Straus provides a good overview of the pros and cons of different types of qualitative research—in person, online, phone—and provides a detailed outline of how to execute each. Two chapters in the book, “Success Strategies for Moderators” and “Session Design Principles,” may be good refreshers for any moderator/interviewer, regardless of their experience level, but the book’s main target audiences appear to be people beginning their careers as qualitative researchers and users of focus groups outside of just the market research context—basically anyone who uses or wants to use focus groups for applied research.

How Hard Is It to Be Your Customer? Using Journey Mapping to Drive Customer-
Focused Change,
by Jim Tincher and Nicole Newton, is more specialized. The authors both had solid CX experience at large corporations before moving to their current company, Heart of the Company, where the main focus is on CX/journey mapping. Tincher is currently the mapper-in-chief, and Newton, who is also a RIVA-trained focus group moderator, is their B2B practice leader.

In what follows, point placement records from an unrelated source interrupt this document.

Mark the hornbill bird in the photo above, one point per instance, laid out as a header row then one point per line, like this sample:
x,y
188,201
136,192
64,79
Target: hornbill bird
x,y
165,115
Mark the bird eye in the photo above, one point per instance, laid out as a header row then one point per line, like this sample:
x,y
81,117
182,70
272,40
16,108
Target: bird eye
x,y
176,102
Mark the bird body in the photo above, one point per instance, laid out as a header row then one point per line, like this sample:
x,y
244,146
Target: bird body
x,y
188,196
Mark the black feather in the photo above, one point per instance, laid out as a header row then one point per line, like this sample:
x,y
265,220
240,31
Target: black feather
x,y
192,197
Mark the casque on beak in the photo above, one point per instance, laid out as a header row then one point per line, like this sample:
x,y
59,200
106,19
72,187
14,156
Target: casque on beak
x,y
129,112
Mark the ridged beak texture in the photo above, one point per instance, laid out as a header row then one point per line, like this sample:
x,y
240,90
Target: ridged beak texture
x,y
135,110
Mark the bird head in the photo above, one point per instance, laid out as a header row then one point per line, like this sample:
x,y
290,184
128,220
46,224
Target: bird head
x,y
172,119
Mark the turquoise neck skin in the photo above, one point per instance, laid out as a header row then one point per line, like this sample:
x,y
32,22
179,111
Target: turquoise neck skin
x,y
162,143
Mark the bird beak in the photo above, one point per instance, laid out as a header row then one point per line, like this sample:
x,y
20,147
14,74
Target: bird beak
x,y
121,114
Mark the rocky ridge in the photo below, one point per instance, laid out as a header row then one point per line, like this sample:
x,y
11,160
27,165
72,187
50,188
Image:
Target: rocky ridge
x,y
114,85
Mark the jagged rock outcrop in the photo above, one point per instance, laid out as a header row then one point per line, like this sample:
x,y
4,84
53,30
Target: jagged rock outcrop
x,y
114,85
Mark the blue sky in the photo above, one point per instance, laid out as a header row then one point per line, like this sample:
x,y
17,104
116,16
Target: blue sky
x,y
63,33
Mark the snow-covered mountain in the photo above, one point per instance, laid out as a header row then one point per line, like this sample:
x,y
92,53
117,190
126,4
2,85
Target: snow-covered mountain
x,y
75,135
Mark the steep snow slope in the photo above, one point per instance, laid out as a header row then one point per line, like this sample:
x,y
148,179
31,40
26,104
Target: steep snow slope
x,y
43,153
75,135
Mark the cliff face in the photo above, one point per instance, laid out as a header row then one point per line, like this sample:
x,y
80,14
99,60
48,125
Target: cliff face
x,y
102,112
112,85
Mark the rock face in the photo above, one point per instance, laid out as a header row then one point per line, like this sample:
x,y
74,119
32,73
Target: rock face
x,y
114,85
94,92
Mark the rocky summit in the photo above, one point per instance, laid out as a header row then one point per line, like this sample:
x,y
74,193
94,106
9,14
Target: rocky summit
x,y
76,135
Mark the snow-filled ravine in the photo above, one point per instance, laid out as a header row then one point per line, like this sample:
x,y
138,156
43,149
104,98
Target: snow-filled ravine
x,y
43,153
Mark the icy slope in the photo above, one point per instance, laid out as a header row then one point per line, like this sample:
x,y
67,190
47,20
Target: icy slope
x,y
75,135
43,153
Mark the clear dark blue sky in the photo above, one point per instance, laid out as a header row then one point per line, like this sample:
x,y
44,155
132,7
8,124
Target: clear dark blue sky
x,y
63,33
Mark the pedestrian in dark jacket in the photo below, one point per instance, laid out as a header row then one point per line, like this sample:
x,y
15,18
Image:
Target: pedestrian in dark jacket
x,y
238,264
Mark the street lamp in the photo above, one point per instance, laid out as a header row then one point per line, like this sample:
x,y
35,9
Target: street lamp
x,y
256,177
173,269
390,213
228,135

Like Straus’ book, experienced market researchers do not appear to be the book’s primary target, even though they would benefit from reading it. Instead, the primary targets appear to be a mixture of people not directly involved in market research, but whose businesses would benefit from journey mapping, and researchers who focus on CX.

While the focus is on how to use and create journey maps that lead to changes within an organization/company, many lessons and ideas can be extrapolated and applied as a way to enhance a qualitative researcher’s journey mapping tools on any topic where journey mapping may be beneficial.

The book is also interesting in that it touches on a very relevant discussion in the world of market research—are CX, or even UX (user experience), part of traditional market research or are they silos unto themselves outside of traditional market research? Ray Poynter, a thought leader in the world of British market research, recently addressed this head on in a LinkedIn post: “But that (CX and UX) IS MARKET RESEARCH! I have noticed more and more people defining what they are doing as ‘not market research.’ For example, UX researchers running a focus group, CX researchers using surveys…But! To me all of these are market research, which is why I think we need to re-think the branding.”

How Hard Is It to Be Your Customer? is many books in one: an excellent primer on journey mapping; an insight into how those who see themselves as CX experts perceive themselves to be outside traditional market research; and perhaps a catalyst for traditional qualitative researchers to begin to better incorporate the CX perspective into how they position themselves.